Nesta segunda-feira, 23, o dia foi consagrado a Paul Vecchiali. Assistimos, de enfiada, a três filmes do diretor francês, Mulheres/Mulheres, O Estrangulador e Os Sete Desertores. Na véspera, havíamos visto Réquiem para uma Mulher. Vecchiali tem chegado ao espectador brasileiro. Pelo menos ao paulistano, com obras como Noites Brancas no Píer, É o Amor e Le Cancre (não me ocorre o título brasileiro).

Vecchiali é o típico cineasta independente. Rigoroso, faz seus filmes com o mesmo grupo de amigos e técnicos, e se preocupa, apenas, em ser fiel a si mesmo. É um outsider, mesmo no campo do cinema independente.
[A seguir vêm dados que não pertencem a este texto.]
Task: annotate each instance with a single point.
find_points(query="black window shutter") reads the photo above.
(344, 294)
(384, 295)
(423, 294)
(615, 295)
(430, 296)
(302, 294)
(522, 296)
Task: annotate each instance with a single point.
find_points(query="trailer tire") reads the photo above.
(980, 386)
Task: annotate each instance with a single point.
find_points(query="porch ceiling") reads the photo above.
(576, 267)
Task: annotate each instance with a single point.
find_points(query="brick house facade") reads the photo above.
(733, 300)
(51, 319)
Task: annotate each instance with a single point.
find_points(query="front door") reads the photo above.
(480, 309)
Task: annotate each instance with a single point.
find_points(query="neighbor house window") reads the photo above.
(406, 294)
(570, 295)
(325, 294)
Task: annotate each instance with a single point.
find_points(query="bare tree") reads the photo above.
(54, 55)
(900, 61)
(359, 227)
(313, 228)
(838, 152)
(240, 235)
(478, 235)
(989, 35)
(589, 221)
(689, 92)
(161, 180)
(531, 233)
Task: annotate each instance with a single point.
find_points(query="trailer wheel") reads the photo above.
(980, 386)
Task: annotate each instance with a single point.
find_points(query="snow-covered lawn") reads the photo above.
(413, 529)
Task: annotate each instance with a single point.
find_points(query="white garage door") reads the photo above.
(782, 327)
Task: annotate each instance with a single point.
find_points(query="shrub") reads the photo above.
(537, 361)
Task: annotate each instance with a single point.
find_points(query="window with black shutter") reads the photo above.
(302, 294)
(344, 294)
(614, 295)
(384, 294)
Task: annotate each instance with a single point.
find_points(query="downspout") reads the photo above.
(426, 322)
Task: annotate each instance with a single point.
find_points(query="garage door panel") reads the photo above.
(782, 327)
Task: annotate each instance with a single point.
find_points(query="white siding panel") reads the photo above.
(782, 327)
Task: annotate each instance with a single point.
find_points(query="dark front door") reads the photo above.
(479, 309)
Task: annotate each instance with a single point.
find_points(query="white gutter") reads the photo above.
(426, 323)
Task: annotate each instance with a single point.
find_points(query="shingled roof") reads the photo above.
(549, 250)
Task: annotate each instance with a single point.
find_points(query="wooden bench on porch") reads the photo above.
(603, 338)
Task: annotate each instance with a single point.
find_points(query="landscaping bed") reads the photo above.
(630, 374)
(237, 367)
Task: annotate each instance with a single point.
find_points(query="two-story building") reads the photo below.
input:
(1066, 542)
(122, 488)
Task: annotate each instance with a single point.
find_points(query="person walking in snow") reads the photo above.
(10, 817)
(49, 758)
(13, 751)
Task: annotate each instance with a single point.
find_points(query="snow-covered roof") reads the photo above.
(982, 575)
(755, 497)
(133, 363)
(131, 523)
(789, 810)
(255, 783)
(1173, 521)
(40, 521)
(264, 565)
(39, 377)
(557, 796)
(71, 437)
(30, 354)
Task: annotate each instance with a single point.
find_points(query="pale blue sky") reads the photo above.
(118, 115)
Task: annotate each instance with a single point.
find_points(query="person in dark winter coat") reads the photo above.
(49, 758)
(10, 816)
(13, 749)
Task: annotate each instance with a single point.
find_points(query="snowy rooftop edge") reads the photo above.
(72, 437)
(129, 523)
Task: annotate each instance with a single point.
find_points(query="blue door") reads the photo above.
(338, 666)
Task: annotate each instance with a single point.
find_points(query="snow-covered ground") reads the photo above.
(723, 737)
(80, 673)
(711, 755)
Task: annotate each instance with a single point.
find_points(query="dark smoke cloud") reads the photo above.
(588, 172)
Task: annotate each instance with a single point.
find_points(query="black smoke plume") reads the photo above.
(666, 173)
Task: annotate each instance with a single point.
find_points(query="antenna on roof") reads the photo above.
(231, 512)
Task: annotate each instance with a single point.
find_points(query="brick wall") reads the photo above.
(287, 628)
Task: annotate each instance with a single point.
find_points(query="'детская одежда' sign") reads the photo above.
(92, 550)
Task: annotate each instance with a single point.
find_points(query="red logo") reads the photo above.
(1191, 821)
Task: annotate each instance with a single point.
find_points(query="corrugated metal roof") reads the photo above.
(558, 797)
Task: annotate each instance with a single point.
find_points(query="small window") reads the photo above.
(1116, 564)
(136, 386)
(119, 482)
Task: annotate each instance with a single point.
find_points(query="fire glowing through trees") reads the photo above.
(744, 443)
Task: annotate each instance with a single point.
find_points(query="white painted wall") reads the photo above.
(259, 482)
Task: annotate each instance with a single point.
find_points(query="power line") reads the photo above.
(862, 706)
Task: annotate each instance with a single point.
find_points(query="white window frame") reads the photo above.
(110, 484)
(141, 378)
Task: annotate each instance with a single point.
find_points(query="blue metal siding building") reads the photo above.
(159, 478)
Brincando ontem com a Rô, na saída do Cinesesc, dissemos que, se fosse brasileiro, Paul Vecchiali teria feito filmes na Boca do Lixo.

Ontem, ele recebeu das mãos de Renata Almeida o Prêmio Leon Cakoff. E disse, no palco do Cinesesc, que estar no Brasil era um sonho realizado, pois o Brasil sempre o estimulara em seu imaginário. Depois da última sessão, ficou para um debate com o público. Pensei que estaria cansado. Mas, que nada! Ficou respondendo a perguntas até depois de meia-noite. E, por ele, seguiria contando histórias até o sol raiar. Aliás, numa delas, disse que o debate de Mulheres/Mulheres com Pier Paolo Pasolini e outros cineastas e críticos havia seguido até as 7 da manhã, em Veneza. É uma maravilha ver um homem chegar aos 87 anos desse jeito, ativo, cheio de energia e criatividade.
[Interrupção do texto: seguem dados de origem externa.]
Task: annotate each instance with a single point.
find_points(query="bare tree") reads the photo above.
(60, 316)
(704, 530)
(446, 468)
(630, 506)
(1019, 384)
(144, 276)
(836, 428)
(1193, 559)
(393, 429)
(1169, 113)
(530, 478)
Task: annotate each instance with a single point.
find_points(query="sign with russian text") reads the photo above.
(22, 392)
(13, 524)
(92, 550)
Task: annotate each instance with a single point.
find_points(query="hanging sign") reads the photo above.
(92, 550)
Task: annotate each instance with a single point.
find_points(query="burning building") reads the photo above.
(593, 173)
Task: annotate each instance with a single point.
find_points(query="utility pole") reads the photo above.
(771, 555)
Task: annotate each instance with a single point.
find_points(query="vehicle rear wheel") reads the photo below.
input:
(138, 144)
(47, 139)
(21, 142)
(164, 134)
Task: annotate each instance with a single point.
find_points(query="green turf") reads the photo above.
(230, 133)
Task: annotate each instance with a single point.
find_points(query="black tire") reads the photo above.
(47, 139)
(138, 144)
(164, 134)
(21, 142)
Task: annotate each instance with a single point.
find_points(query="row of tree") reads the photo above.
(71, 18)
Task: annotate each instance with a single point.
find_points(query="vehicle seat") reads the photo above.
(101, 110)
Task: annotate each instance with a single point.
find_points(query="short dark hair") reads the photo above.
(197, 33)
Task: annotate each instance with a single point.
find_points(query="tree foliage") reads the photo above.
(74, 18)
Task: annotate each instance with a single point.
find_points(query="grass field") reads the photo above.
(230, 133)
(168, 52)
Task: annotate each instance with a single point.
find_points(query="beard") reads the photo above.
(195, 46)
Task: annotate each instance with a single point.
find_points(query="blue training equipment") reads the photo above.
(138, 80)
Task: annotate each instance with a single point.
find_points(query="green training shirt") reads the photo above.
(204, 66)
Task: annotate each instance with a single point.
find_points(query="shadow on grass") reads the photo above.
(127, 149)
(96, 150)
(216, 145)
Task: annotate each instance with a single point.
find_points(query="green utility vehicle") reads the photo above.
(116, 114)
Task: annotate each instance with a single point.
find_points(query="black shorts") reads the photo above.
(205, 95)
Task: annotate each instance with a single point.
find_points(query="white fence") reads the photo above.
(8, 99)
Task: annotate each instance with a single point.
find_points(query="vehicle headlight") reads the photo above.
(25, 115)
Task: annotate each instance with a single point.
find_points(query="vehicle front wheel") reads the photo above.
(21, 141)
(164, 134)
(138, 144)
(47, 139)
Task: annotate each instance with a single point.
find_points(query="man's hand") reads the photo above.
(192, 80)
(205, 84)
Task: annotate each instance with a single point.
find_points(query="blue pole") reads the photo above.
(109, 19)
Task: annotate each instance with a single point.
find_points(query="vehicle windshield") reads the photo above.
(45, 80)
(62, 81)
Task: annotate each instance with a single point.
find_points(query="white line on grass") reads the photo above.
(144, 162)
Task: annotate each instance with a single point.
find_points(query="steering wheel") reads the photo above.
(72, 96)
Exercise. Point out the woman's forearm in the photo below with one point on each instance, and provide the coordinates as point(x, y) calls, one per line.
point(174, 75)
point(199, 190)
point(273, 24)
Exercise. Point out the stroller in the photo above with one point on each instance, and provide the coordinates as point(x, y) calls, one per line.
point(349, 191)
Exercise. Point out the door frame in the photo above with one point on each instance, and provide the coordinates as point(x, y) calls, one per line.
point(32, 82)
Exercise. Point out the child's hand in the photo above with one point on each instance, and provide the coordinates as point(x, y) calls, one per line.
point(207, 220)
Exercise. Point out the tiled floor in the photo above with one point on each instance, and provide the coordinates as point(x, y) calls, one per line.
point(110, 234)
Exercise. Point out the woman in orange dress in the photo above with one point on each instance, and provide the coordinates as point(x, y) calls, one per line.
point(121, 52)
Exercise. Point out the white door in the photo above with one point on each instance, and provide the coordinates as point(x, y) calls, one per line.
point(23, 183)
Por que, claro, pode-se ou não gostar dos filmes de
Vecchiali. Ou gostar mais de uns que de outros, como é meu caso. Mas o que não se pode negar é sua originalidade. Nunca se sabe direito o que vai acontecer e seus caminhos narrativos são os mais inesperados. Ele mesmo citou o dispositivo de É o Amor como um dos mais inventivos. Uma discussão de casal é vista logo no início do filme, do ponto de vista do homem. Encerrada a longa sequência, ela é “repetida”, agora do ponto de vista da mulher. As aspas na palavra “repetida” se justificam porque a repetição é semelhante porém não ipsis litteris. Algo se alterna no deslocamento de ponto de vista. E esse próprio deslocamento é razão do sentimento que aflora da tela.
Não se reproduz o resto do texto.